La science connaît un absolu, la matière, c’est-à-dire l’énergie défaite, mais elle ne connaît pas cet absolu absolument, et c’est par là qu’elle demeure jusqu’à un certain point relative. Elle porte sur ce qui ne dure pas, mais elle-même, étant le produit de l’intelligence humaine, dure et vit. Il n’y a pas d’objet de la science qui dure, au sens plein du mot durer, mais la suite de la science peut s’appeler une durée, dans laquelle les parties de la science s’enchaînent, se conditionnent les unes les autres. « Nous sommes obligés de poser les problèmes un à un, en termes provisoires, de sorte que la solution de chaque problème devra être indéfiniment corrigée par la solution qu’on donnera des problèmes suivants, et que la science, dans son ensemble, est relative à l’ordre contingent dans lequel les problèmes ont été posés tour à tour[2]. » Ainsi l’obligation où est la science, c’est-à-dire l’ordre des savants, de vivre dans la durée, implique pour elle un caractère de relativité, et un angle d’erreur possible, analogue à celui que la projection dans l’espace, l’emploi des idées et des mots, introduisent dans la connaissance philosophique de la vie. La philosophie est relative toutes les fois qu’elle est contrainte à l’espace, et la science toutes les fois qu’elle est obligée à la durée.
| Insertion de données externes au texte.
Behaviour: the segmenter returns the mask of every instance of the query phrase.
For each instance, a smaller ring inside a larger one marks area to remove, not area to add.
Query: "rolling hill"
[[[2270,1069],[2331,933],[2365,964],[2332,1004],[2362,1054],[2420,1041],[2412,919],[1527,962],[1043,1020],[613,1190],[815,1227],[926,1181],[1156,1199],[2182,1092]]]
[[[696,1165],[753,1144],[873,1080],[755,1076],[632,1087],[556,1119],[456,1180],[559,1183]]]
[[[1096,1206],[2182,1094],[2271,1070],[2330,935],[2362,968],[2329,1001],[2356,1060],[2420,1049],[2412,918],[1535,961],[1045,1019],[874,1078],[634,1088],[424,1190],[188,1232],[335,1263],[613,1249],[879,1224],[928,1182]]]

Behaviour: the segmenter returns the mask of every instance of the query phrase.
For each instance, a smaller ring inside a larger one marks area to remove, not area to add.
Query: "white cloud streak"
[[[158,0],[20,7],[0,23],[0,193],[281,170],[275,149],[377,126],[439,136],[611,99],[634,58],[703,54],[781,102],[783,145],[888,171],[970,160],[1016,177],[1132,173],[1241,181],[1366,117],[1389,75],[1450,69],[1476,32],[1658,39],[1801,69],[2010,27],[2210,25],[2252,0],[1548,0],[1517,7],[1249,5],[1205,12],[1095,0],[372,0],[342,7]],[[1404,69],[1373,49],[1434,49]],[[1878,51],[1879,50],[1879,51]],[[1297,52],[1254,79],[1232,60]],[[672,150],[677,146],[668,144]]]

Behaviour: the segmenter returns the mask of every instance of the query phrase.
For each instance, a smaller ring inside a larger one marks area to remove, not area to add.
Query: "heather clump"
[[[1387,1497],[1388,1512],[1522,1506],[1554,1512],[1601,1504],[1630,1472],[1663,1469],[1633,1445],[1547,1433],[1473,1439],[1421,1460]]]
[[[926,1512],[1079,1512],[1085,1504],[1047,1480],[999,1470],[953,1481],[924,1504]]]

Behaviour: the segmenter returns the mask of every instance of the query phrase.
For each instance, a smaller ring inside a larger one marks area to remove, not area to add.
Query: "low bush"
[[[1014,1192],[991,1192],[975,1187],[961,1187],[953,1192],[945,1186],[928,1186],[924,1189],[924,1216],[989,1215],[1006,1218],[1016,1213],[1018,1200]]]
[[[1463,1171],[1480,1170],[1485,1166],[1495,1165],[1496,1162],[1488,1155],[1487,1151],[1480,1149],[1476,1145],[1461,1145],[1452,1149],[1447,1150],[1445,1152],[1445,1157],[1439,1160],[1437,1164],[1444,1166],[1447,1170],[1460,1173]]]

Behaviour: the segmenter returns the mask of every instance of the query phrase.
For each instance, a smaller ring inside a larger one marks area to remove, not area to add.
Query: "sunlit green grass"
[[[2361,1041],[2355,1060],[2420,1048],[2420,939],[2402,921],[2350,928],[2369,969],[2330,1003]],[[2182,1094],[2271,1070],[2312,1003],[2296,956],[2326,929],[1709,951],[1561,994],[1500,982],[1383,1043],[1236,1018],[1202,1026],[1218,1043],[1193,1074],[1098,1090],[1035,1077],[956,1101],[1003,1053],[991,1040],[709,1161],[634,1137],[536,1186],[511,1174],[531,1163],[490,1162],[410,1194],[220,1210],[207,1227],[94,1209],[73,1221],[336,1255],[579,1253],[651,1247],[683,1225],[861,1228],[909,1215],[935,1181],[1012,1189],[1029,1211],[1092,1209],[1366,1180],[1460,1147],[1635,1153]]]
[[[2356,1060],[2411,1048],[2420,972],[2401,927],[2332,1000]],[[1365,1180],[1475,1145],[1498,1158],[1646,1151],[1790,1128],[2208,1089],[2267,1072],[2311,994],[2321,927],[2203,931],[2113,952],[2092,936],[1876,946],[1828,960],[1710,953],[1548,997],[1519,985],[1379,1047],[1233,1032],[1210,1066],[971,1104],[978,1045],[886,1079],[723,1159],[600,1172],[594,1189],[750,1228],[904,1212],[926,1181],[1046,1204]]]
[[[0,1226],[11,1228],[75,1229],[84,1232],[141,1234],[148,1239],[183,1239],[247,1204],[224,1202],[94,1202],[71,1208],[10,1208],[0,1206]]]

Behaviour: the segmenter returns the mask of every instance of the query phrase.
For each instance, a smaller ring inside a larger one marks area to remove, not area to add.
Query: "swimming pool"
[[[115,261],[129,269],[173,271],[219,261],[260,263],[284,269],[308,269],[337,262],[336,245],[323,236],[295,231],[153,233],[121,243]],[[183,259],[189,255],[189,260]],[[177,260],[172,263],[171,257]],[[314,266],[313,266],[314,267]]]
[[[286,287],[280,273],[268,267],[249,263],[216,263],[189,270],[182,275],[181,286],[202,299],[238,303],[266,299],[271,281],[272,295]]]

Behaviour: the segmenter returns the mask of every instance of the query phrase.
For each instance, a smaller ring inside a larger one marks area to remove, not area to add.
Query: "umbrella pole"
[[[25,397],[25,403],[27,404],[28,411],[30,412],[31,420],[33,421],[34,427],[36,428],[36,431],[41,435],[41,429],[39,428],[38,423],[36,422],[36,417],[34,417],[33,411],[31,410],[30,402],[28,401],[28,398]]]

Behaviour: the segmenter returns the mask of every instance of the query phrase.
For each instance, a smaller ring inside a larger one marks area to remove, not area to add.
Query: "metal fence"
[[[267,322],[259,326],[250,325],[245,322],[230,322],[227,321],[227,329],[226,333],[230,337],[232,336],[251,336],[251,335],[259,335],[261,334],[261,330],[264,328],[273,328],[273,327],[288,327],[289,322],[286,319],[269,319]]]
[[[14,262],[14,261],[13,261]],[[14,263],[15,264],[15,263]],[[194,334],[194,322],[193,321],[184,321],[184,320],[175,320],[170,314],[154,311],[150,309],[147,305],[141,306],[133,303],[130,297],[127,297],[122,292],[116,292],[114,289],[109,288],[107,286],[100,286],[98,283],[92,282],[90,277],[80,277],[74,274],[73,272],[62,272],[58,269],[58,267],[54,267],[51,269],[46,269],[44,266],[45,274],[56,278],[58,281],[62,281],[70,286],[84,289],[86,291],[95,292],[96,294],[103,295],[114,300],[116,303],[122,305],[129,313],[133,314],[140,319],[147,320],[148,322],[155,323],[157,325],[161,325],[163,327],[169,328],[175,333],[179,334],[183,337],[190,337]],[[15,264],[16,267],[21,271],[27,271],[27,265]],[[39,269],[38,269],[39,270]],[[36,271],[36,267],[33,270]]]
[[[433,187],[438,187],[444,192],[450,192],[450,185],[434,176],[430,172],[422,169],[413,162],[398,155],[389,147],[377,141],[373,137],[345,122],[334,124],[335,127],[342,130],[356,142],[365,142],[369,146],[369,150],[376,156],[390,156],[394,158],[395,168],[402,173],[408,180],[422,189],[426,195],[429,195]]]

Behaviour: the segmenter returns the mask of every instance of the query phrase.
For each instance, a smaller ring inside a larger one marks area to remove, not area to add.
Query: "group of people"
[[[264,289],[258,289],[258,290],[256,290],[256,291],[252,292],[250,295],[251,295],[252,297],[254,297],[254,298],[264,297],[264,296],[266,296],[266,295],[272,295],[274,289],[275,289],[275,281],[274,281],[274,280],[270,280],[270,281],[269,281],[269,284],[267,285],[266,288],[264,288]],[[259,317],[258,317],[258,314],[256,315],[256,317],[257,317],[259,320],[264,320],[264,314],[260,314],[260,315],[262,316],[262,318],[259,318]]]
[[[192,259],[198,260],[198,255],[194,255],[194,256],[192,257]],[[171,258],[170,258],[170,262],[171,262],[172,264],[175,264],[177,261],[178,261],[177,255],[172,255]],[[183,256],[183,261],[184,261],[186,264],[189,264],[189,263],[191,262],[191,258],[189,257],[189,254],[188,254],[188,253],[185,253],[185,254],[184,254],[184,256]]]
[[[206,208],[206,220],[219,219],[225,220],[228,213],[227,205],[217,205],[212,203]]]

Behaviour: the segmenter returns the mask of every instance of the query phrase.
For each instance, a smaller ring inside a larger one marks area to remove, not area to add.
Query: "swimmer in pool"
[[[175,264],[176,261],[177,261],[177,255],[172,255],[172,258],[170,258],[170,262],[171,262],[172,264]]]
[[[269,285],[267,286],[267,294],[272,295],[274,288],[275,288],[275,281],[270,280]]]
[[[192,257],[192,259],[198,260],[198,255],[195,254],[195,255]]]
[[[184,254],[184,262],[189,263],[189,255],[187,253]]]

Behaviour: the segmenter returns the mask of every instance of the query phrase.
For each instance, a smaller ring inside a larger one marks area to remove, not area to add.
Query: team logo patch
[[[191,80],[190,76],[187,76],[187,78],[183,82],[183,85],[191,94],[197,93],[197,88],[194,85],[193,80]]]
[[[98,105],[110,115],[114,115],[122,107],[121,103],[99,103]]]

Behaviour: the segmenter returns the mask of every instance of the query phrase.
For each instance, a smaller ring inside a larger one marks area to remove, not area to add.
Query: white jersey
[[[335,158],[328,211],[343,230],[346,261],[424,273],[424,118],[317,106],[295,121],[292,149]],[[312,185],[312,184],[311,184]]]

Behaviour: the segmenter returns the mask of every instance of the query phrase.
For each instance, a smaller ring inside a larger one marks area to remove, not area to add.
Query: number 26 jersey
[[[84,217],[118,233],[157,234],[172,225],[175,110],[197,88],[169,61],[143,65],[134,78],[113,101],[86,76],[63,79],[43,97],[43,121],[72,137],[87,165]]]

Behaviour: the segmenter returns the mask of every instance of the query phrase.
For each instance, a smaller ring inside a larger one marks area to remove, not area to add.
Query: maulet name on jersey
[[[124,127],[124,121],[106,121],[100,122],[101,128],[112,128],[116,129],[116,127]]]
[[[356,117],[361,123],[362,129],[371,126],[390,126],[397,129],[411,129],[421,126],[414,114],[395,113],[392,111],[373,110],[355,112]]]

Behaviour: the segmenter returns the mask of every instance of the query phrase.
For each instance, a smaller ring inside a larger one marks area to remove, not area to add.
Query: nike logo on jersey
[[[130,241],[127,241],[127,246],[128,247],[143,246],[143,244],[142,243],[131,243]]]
Même les mathématiques présenteront encore une ombre de relativité, qui est l’obligation non de les penser dans la durée, mais de les exposer dans la durée. La géométrie de l’espace à trois dimensions n’est pas seulement relative par rapport à la géométrie de l’espace à n dimensions, mais aussi chacune de ses propositions est relative à la totalité des propositions qu’une intelligence supérieure pourrait saisir d’un coup comme nous saisissons dans une sensation instantanée de couleur les trillions de vibrations qu’elle implique. C’est ce que Descartes avait fort bien compris quand il faisait de la durée et de la mémoire des obstacles à la science, qui ne pouvaient être levés que par une sorte d’intervention personnelle de Dieu.

La science humaine, parce qu’elle est humaine, ne peut éliminer cette durée de la science, mais elle peut éliminer la durée des objets

  1. Évolution Créatrice, p. 216.
  2. Id. p. 225.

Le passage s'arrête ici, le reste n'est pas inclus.